I use fastx-toolkit program after installing the program:
'conda install -c bioconda fastx_toolkit'
#!fastx_quality_stats -i ./SRR576933.fastq -o ./SRR576933_quality_stats.txt
!cat /Users/nnthieu/fastqs/SRR576933/SRR576933_quality_stats.txt | head -n 10
column count min max sum mean Q1 med Q3 IQR lW rW A_Count C_Count G_Count T_Count N_Count Max_count 1 3603544 4 38 128770036 35.73 36 38 38 2 33 38 652900 516510 1611485 770608 52041 3603544 2 3603544 4 38 128233592 35.59 35 37 38 3 31 38 1760276 572752 707395 563121 0 3603544 3 3603544 4 38 128988631 35.79 36 38 38 2 33 38 680597 530116 669666 1723165 0 3603544 4 3603544 4 38 129084672 35.82 36 38 38 2 33 38 680520 1670693 667003 585328 0 3603544 5 3603544 4 38 129057062 35.81 36 38 38 2 33 38 664586 570355 1742363 626240 0 3603544 6 3603544 4 38 129270122 35.87 36 38 38 2 33 38 659409 604600 1724323 615211 1 3603544 7 3603544 4 38 128530519 35.67 35 38 38 3 31 38 1808967 564091 582675 647811 0 3603544 8 3603544 4 38 128900977 35.77 35 38 38 3 31 38 1810094 585542 578694 629205 9 3603544 9 3603544 4 38 129071292 35.82 36 38 38 2 33 38 647732 586600 1722981 646231 0 3603544
Filtering for reads with Phred score >= 28 then save into new file SRR576933_filtered.fastq
!fastq_quality_filter -i /Users/nnthieu/fastqs/SRR576933/SRR576933.fastq -q 28 -p 80 -o SRR576933_filtered.fastq -Q33
Trimming the end bases.
!fastq_quality_trimmer -i /Users/nnthieu/fastqs/SRR576933/SRR576933_filtered.fastq -t 28 -o SRR576933_filt_trim.fastq -Q33
Now the Per base sequence quality is improved in which the base 36 has been removed
Clipping adapters
!fastx_clipper -a GATCGGAAGAGCACACGTCTGAACTCCAGTCACACA -i SRR576933_filt_trim.fastq -o SRR576933_filt_trim_clip.fastq -v -Q33
Clipping Adapter: GATCGGAAGAGCACACGTCTGAACTCCAGTCACACA Min. Length: 5 Input: 3148034 reads. Output: 2054907 reads. discarded 37338 too-short reads. discarded 1054048 adapter-only reads. discarded 1741 N reads.
Now several problems have been fixed, some red or pink sticks turning to green.
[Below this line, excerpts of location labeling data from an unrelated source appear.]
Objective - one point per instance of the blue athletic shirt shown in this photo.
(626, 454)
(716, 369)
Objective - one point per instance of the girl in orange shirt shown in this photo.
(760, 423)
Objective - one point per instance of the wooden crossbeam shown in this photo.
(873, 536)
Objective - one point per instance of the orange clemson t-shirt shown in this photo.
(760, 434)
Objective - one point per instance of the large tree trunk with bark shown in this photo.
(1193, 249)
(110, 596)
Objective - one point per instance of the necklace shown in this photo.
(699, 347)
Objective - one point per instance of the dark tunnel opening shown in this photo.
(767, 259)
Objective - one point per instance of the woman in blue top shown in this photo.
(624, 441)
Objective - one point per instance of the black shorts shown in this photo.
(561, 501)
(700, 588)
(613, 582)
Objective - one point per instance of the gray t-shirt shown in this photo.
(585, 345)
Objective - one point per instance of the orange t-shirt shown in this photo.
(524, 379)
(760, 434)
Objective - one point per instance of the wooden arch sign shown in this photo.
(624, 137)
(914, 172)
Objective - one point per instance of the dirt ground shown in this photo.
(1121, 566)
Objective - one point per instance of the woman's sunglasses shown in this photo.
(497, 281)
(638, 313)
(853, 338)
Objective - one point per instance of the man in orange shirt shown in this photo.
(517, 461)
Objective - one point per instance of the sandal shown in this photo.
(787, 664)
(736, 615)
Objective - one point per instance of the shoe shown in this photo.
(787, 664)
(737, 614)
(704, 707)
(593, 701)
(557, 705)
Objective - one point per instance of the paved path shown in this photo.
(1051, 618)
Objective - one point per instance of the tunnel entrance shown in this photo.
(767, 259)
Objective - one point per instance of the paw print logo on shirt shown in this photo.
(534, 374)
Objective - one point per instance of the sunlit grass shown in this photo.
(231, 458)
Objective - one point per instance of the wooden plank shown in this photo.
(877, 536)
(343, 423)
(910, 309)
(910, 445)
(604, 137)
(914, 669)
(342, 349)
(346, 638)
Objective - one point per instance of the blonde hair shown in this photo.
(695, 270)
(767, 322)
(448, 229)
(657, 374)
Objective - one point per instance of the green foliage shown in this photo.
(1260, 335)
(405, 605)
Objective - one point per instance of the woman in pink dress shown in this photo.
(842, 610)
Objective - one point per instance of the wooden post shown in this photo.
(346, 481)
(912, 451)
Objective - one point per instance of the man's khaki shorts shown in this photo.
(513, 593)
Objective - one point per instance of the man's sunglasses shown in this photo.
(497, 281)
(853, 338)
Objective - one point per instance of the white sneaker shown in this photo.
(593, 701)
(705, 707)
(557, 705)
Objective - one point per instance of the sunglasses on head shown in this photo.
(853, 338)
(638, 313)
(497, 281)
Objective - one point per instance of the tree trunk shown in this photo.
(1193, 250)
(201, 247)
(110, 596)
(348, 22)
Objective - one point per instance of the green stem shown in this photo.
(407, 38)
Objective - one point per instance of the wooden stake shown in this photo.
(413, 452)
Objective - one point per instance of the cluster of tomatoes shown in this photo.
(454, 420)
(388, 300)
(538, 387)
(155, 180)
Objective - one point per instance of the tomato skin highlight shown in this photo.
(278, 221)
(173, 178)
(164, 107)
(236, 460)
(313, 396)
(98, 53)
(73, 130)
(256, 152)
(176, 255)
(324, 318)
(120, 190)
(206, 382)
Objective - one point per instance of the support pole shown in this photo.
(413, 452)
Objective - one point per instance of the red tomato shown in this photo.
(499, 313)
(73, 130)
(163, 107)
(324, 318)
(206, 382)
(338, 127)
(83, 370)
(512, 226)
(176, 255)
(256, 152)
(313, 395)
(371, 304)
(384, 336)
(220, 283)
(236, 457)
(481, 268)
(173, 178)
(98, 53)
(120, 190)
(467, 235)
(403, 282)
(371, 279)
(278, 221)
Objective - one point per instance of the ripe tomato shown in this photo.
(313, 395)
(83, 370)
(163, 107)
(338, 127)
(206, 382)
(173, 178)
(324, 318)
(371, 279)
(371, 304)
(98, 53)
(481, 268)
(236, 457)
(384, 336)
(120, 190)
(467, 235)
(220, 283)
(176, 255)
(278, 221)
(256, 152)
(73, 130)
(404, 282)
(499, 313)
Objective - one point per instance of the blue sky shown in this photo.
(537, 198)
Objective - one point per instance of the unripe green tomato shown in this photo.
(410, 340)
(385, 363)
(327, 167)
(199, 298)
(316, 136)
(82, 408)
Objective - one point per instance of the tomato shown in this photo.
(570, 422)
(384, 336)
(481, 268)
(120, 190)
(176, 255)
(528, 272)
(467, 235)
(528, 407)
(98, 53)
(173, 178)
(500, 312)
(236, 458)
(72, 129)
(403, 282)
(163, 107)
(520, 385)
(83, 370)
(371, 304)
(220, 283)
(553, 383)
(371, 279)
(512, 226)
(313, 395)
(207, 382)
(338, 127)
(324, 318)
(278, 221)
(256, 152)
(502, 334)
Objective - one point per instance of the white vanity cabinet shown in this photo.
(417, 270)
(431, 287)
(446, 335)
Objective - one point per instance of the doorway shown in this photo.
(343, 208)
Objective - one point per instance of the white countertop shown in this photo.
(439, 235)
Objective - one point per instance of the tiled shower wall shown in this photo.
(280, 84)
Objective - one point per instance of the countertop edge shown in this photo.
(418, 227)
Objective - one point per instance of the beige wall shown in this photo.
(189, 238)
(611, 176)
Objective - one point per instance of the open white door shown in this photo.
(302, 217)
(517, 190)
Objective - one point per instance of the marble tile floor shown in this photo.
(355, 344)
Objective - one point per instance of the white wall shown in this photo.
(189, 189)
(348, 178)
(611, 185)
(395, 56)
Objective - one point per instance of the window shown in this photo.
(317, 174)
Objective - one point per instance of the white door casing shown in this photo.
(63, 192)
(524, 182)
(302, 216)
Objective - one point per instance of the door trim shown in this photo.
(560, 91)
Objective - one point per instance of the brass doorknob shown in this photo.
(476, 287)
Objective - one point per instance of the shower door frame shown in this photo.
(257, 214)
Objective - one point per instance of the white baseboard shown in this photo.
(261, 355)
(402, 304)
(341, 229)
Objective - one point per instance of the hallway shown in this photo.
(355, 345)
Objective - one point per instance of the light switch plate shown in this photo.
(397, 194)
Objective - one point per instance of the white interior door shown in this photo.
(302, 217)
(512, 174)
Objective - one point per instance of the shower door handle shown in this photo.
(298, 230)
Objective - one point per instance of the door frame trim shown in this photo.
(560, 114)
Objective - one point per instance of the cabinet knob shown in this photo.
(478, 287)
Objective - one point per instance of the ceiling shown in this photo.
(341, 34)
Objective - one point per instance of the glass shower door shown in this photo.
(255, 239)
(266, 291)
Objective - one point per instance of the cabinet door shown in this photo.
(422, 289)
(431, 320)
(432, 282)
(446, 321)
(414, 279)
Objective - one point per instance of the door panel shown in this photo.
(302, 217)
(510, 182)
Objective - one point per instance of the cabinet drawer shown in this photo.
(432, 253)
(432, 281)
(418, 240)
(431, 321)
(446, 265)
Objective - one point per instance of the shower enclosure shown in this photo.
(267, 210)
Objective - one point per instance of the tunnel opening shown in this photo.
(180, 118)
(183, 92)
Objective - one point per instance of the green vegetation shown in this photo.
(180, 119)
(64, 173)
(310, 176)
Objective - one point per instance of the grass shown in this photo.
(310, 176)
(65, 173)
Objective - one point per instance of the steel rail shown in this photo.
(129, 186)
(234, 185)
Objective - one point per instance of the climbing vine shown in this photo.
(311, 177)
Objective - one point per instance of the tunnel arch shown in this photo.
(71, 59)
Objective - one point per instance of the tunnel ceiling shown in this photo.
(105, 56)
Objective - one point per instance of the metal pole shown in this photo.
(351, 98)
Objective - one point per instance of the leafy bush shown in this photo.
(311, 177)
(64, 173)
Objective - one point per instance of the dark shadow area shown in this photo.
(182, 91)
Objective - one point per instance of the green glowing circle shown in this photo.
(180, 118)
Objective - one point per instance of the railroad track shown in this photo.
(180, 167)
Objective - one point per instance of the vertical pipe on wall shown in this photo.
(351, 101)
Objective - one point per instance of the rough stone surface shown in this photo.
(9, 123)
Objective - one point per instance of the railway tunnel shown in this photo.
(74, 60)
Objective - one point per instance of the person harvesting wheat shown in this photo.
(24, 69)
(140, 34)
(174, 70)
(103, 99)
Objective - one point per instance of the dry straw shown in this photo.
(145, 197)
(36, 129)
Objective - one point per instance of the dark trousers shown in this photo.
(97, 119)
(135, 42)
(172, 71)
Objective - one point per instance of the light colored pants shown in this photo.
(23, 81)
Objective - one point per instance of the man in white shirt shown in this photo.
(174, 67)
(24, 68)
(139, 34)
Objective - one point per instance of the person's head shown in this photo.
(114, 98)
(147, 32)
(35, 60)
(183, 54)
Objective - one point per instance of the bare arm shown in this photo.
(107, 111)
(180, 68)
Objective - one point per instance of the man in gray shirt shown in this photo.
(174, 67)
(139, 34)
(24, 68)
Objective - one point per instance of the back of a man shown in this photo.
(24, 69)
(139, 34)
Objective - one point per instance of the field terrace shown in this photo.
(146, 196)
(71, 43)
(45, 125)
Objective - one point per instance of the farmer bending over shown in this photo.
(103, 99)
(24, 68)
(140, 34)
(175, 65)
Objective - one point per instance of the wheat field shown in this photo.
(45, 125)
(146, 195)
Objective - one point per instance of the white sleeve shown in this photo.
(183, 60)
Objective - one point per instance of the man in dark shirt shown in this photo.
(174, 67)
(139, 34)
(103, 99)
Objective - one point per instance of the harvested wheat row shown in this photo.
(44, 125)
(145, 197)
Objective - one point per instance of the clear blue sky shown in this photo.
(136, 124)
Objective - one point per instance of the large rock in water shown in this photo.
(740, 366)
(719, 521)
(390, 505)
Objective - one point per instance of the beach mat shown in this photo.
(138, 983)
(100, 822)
Sequence length distribution shows the status that some unequal sequence lengths in the file but not much. It is reasonable. Some aligners not accept unequal sequence lengths for analysis. In this case I have to cut sequences with their length < 33.
!paste <(cat SRR576933_filt_trim_clip.fastq | paste - - - -)
| awk -v FS='\t' 'length($2) >= 34 && length($4) >= 34'
| tee >(cut -f 1-4 | tr '\t' '\n' > SRR576933_filt_trim_clip_eq.fastq)
The data is now quite good enough to be analyzed.